Spring 2020
Life events prediction using social media data
- The goal of this project is to understand people’s expression of life events through social media platforms.
- I am developing machine learning models and drawing theory-driven insights from the data
- I also worked on improving the various ML models that were developed by improving the feature set.
Oscar Winner Prediction Algorithm (CS 4641 Group Project)
- The goal of the project was take movie-related data such as genre, box office earnings, length of movie, and month released to predict whether a movie would win an oscar
- We trained the data on models such as Linear Regression, SVM, Naive Bayes, and Neural Networks to predict Oscar winners with 67% accuracy
- We concluded that while our algorithm predicts with better than 50% accuracy, it is still not a very effective algorithm
- My role in this group project was to develop the deep neural network using TensorFlow
Song Lyrics Generation using LSTM Network (Ongoing Personal Project)

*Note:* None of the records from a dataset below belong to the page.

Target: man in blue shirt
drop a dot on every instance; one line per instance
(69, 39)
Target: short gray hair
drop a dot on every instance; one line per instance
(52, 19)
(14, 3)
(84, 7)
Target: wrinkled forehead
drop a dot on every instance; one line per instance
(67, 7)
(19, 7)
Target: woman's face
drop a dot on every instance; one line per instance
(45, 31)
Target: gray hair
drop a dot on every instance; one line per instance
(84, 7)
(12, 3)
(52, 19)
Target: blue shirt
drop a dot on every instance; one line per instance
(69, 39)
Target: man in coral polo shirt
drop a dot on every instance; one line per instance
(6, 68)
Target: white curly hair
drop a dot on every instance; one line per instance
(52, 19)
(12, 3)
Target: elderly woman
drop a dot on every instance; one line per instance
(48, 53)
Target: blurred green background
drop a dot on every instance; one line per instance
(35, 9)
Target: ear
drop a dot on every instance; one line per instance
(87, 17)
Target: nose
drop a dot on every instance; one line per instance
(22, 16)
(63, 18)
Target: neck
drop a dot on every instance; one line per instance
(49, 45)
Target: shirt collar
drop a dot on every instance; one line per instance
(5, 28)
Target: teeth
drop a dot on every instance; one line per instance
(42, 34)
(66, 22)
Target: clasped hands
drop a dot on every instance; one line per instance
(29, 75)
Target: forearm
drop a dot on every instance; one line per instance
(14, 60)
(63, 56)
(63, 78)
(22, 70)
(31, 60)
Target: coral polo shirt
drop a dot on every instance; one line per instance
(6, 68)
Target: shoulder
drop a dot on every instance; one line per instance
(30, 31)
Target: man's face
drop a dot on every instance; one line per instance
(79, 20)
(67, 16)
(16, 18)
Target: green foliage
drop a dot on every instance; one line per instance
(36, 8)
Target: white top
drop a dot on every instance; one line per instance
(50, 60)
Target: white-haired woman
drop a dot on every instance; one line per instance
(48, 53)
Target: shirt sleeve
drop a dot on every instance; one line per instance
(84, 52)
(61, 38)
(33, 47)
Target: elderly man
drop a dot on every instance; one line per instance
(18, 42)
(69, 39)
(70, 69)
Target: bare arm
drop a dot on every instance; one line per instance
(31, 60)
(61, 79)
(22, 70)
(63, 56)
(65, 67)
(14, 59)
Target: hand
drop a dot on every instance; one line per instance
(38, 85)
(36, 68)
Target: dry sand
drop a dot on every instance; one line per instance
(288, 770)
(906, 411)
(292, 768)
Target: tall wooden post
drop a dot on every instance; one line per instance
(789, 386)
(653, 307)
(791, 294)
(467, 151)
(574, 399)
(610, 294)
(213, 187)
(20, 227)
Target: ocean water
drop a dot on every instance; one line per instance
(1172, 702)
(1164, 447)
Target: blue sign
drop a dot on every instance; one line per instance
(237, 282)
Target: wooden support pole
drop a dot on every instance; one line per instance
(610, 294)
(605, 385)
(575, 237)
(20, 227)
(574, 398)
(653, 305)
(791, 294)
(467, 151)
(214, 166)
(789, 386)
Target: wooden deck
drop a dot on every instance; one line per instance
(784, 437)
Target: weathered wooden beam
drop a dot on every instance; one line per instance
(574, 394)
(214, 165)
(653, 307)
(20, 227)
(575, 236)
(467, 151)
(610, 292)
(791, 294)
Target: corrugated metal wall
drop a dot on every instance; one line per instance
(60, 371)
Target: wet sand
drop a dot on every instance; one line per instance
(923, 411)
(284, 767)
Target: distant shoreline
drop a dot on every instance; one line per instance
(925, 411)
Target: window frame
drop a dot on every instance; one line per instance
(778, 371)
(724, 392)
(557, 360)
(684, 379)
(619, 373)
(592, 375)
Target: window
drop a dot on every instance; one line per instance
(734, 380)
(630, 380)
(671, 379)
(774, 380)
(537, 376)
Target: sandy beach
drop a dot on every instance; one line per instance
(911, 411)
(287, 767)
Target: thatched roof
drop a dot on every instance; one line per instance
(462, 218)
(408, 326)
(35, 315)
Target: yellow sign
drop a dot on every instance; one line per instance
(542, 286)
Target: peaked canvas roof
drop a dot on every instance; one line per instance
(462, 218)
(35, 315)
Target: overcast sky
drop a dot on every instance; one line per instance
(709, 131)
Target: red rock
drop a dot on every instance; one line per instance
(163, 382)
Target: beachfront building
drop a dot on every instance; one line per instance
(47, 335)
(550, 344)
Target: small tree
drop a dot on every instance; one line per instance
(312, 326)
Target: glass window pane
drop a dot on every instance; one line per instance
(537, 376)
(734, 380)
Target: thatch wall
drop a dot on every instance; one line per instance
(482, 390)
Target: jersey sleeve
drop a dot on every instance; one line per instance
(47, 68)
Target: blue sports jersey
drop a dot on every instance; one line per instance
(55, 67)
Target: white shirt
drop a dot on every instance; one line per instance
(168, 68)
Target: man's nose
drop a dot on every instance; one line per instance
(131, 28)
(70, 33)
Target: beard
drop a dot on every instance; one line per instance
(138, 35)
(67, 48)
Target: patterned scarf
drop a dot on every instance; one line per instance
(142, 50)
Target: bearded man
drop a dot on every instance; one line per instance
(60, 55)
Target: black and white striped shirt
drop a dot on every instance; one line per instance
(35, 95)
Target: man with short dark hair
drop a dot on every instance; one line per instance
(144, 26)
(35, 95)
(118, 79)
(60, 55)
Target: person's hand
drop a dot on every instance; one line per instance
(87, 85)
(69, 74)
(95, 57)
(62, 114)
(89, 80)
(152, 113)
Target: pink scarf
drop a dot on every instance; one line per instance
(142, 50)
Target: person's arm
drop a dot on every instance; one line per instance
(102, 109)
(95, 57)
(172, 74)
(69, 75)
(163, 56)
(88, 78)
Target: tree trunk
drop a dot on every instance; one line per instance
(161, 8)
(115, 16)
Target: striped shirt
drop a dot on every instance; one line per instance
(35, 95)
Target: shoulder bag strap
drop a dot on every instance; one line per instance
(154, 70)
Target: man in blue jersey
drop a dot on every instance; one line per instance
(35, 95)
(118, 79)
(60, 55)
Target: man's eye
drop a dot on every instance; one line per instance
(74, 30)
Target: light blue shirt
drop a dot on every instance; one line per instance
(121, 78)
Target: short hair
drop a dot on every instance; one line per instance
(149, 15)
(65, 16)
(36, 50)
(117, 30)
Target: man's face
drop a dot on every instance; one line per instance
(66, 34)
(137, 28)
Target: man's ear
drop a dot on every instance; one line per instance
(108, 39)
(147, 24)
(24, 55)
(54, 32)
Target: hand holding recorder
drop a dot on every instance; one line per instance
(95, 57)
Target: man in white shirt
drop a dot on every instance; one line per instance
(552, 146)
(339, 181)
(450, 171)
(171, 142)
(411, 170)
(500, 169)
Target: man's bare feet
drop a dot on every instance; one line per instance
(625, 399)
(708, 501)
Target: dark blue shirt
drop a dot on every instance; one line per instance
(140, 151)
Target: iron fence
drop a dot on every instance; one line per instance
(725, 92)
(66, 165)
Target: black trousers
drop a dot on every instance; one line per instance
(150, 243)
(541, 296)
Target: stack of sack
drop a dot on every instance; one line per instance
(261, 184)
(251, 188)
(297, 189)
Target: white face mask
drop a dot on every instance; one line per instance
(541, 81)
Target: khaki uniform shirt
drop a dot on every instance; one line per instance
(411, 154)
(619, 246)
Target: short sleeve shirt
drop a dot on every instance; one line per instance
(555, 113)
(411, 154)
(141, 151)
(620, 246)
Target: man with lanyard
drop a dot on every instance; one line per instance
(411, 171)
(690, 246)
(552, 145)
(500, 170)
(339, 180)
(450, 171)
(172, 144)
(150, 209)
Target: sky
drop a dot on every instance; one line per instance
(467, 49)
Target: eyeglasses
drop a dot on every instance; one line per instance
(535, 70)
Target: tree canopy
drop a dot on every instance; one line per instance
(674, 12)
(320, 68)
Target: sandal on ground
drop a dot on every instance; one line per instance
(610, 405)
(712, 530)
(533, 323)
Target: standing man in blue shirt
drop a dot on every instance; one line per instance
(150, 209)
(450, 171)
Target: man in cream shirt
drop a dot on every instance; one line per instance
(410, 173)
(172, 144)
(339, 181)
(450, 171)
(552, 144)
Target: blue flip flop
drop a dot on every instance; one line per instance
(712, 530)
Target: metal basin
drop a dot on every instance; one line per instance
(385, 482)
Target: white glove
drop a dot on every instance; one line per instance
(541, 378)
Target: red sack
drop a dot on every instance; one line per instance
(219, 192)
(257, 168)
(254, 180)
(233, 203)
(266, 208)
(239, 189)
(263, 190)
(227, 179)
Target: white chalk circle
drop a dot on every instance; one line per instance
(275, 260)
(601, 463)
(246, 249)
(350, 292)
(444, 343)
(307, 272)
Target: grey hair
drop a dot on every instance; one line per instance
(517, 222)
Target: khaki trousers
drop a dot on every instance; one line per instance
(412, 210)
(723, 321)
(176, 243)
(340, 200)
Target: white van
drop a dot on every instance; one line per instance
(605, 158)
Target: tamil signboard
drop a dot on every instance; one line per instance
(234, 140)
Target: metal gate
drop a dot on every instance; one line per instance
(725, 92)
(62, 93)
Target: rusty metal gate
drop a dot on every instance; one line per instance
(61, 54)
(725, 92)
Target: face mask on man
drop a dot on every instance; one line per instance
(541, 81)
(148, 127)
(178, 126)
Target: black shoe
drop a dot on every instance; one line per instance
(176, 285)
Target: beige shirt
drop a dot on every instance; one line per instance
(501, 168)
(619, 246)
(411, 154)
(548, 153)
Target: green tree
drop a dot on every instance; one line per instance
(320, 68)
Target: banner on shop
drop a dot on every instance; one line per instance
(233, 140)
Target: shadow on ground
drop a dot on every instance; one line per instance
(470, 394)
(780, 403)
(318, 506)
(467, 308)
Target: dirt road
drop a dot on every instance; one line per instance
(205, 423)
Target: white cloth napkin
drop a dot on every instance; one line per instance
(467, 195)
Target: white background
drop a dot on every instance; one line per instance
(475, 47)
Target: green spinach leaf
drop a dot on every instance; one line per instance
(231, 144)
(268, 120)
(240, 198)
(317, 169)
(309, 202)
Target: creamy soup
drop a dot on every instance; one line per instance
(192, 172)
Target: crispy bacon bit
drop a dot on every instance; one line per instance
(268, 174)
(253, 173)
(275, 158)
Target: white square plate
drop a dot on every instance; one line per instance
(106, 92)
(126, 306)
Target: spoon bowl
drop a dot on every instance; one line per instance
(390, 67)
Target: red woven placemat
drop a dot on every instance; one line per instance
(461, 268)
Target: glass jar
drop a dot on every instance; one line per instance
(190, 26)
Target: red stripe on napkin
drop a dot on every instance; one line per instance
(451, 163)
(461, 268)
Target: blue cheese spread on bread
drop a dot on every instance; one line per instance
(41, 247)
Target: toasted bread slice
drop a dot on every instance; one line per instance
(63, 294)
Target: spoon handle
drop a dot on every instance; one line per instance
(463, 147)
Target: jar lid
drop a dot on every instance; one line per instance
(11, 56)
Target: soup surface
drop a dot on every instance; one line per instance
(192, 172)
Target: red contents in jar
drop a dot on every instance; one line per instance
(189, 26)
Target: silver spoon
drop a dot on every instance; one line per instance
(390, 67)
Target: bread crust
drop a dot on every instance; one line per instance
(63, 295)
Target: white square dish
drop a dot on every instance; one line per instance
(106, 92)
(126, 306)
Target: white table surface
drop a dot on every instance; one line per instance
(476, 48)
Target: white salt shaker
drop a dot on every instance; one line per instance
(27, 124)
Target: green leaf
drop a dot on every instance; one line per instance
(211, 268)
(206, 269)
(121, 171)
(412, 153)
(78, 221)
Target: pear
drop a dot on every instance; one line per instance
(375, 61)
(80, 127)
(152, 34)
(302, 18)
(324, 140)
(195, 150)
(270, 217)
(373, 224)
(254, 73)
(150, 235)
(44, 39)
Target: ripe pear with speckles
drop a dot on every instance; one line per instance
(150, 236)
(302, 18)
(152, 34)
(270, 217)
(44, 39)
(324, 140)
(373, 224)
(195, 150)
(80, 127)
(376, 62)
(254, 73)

- The goal of this project is to train an LSTM network on a dataset of song lyrics in order to output its own set of lyrics
Glassdoor Project (SocWeB Lab Project)
- The goal of this project is to predict companies’ performance using Glassdoor posts from employees
- My role in this project was to preprocess the Glassdoor post dataset using NLTK and pandas and training various scikit-learn ML models such as SVM, Naive Bayes, Linear Regression
Fall 2019
Life Events Project (SocWeB Lab Project)
- The goal of this project is to use social media data to predict the presence of a major life event in someone’s life, such as death of a loved one, marriage, or moving to a new house
- My role in this project was to annotate the datasets if a life event was present based on the content of the social media post
Song Popularity Prediction Algorithm Using Song Lyrics (Personal Projects)
- The goal of this project was to predict what place on the Billboard Hot 100 chart a song would be based on the lyrics of the song
- I utilized the Genius API along with the Billboard API to collect a dataset from 1980-present of all the songs that were on the Hot 100 chart each month
- I trained a neural network that correctly predicted the placement of the song with only 40% error and a Naive Bayes model that predicted with 45% error
Summer 2019
Analyzing the Impact of Airballs in Basketball using SportVU (UPenn Project)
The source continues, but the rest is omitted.